The camp was called the Devil’s Punchbowl because of the way the area is shaped. The camp was located at the bottom of a cavernous pit with trees located on the bluffs above.  The women and children were locked behind the concrete walls of the camp and left to die from starvation. Many also died from the smallpox disease. In total, over 20,000 freed slaves were killed in one year, inside of this American concentration camp. However this number is contested.

Devils Punchbowl
Devils Punchbowl study area
Devil's Punchbowl by Greg Iles

Researcher Paula Westbrook adds that “The union army did not allow them to remove the bodies from the camp. They just gave ’em shovels and said bury ’em where they drop.”   Today the bluffs are known for the wild peach grooves, but the locals will not eat any of the fruit because some are aware of what has fertilized the trees. Also reported as “An American Concentration Camp so horrific it was erased from history.

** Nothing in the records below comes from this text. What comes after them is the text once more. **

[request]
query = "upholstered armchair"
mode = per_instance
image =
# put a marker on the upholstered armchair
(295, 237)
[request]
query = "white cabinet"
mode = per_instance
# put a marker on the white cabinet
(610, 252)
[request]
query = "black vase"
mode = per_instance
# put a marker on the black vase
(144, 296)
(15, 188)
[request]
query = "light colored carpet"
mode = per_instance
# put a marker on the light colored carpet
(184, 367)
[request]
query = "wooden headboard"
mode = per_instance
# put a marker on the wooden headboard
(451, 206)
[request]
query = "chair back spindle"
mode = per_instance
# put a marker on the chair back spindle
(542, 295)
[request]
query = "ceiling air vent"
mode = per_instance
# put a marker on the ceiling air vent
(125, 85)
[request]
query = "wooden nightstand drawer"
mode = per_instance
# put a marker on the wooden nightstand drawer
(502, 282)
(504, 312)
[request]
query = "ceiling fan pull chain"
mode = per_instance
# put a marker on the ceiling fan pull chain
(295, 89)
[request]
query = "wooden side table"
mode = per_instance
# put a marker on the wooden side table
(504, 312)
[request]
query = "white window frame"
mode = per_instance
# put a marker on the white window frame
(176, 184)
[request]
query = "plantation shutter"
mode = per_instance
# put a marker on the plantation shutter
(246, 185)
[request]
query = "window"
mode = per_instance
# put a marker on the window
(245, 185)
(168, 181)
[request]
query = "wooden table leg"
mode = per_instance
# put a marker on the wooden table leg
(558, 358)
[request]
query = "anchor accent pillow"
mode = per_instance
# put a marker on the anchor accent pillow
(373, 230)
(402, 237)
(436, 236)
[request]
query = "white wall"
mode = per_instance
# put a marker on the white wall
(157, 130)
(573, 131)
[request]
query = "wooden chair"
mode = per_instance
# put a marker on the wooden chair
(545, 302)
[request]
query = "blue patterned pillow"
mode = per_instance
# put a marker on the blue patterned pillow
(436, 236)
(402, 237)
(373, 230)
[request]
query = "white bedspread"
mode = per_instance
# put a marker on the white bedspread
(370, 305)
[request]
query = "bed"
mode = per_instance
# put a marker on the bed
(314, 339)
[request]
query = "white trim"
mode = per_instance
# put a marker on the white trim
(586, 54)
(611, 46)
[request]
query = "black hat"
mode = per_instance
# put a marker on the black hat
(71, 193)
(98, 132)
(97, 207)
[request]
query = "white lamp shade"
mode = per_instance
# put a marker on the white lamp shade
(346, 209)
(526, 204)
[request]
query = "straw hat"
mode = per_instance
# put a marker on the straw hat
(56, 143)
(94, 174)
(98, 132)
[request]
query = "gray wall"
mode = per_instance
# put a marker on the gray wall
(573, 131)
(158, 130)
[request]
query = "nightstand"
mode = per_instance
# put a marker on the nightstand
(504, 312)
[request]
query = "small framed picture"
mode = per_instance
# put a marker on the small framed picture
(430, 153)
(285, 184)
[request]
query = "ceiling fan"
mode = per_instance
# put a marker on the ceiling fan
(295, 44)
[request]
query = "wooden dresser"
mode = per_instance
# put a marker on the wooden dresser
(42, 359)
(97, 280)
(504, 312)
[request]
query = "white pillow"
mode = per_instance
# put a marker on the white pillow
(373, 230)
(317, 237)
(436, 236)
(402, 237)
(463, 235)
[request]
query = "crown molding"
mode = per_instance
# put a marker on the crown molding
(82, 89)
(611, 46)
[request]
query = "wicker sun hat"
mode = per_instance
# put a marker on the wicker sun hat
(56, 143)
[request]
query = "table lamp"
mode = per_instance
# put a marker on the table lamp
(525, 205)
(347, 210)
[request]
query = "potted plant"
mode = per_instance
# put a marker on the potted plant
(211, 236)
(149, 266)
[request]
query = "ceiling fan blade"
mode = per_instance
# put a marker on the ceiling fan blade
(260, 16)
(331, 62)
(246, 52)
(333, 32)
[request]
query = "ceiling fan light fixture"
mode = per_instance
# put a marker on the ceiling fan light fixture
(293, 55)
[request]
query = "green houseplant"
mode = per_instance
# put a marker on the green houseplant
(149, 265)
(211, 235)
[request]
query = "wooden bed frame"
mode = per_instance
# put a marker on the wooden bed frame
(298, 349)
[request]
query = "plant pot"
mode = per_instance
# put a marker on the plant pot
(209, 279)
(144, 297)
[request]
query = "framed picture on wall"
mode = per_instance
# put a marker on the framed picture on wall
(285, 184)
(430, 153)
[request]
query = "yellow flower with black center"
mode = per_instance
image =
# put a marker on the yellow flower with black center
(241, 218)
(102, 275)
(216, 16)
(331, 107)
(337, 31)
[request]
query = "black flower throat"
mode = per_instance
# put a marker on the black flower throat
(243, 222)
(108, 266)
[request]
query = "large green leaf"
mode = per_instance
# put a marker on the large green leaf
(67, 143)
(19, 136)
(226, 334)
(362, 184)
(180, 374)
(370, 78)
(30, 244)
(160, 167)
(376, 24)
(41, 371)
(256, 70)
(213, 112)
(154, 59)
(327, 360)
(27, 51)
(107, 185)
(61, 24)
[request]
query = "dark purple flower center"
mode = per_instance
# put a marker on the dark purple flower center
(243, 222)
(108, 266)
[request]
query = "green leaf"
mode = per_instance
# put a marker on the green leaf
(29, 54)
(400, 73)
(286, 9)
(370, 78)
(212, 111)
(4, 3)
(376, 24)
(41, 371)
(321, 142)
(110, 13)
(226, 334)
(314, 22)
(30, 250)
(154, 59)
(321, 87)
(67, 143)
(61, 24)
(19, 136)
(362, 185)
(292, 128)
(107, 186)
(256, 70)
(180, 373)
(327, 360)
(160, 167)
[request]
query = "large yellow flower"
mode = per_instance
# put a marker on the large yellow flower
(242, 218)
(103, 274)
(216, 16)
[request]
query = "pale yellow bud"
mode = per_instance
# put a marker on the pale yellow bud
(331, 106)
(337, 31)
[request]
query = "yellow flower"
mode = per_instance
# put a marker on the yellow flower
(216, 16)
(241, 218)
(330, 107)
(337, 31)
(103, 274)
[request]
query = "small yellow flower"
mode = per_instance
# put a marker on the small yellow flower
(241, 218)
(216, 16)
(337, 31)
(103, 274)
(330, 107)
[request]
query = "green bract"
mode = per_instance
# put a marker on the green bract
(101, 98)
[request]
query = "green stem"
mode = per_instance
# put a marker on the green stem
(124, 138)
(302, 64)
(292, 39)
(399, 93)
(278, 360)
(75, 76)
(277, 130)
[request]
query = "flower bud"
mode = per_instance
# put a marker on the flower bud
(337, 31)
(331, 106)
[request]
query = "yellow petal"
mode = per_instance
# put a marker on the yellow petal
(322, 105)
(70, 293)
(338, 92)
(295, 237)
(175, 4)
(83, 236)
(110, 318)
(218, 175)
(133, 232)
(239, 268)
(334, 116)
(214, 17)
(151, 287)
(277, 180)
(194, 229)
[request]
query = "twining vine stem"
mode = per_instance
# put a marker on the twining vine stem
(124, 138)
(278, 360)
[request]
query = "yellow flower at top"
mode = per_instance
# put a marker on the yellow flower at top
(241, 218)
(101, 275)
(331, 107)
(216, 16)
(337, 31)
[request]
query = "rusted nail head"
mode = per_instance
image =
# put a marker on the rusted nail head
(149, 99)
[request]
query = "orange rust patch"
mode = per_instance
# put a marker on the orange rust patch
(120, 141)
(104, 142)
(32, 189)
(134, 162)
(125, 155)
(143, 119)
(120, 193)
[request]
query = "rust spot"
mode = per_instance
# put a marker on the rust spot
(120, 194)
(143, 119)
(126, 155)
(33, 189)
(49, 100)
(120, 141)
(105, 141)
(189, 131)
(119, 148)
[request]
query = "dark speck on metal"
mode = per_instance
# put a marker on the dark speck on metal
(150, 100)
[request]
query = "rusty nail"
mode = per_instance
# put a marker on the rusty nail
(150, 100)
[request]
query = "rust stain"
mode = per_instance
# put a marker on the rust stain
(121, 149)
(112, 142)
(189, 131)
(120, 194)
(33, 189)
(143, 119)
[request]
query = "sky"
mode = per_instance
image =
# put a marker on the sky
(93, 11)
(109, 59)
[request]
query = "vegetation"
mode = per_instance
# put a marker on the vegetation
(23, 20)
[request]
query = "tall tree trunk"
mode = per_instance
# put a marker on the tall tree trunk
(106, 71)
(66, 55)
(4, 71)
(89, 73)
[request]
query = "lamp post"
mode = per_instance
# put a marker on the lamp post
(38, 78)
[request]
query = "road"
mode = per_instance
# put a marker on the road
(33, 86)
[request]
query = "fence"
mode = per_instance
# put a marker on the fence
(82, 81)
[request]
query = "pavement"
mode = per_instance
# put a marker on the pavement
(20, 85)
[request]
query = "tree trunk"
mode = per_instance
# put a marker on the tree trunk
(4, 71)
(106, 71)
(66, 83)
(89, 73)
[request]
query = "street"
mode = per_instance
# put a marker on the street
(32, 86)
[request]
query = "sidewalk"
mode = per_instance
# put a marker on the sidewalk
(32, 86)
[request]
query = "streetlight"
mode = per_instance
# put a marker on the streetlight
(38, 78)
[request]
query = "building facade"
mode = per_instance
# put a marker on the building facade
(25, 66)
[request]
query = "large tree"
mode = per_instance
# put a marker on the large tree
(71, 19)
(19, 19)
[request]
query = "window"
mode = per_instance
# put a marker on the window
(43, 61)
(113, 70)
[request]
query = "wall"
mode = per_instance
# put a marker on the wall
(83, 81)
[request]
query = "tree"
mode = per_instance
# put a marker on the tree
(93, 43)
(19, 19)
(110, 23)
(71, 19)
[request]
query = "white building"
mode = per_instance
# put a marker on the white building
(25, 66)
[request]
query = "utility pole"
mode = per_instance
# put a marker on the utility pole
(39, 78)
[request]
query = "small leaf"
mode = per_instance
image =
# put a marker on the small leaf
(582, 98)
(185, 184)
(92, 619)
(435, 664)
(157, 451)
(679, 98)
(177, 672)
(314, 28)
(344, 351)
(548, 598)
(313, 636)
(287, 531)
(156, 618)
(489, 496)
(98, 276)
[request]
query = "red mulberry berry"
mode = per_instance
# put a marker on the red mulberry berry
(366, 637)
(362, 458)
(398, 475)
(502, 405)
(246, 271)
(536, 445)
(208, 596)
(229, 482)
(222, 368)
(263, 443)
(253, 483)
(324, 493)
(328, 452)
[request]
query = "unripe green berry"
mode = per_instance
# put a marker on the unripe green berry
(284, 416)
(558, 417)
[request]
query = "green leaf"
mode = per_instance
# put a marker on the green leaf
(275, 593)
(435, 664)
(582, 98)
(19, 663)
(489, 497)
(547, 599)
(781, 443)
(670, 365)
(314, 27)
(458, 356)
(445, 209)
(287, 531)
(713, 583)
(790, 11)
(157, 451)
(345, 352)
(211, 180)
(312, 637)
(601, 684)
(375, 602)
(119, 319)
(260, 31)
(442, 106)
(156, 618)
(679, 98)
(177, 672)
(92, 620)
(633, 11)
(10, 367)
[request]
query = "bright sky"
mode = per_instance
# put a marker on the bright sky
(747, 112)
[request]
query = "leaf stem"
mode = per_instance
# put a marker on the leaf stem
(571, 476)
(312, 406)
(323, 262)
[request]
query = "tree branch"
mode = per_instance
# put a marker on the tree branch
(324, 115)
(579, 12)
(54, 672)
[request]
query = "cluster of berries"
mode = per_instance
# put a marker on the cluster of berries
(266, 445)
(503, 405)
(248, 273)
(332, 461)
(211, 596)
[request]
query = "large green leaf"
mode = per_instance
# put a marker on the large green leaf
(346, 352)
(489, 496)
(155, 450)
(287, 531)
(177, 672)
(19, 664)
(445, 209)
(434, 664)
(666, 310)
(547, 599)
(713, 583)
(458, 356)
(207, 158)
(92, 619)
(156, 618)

The Jackson Free Press profiled Paula Westbrook. It said that she coordinates the Southern Paranormal and Anomaly Research Society, a society for ghost hunters. She supports herself through her Ghost Hunting Academy and her work at K-Mart.

The book quotes a poem with a line “For whose story was never told”  by William Edward Burghardt Du Bois. He was an American sociologist, historian and a Pan-Africanist civil rights activist. He became the first African American to earn a doctorate and was one of the founders of the (NAACO) National Association for the Advancement of Coloured People.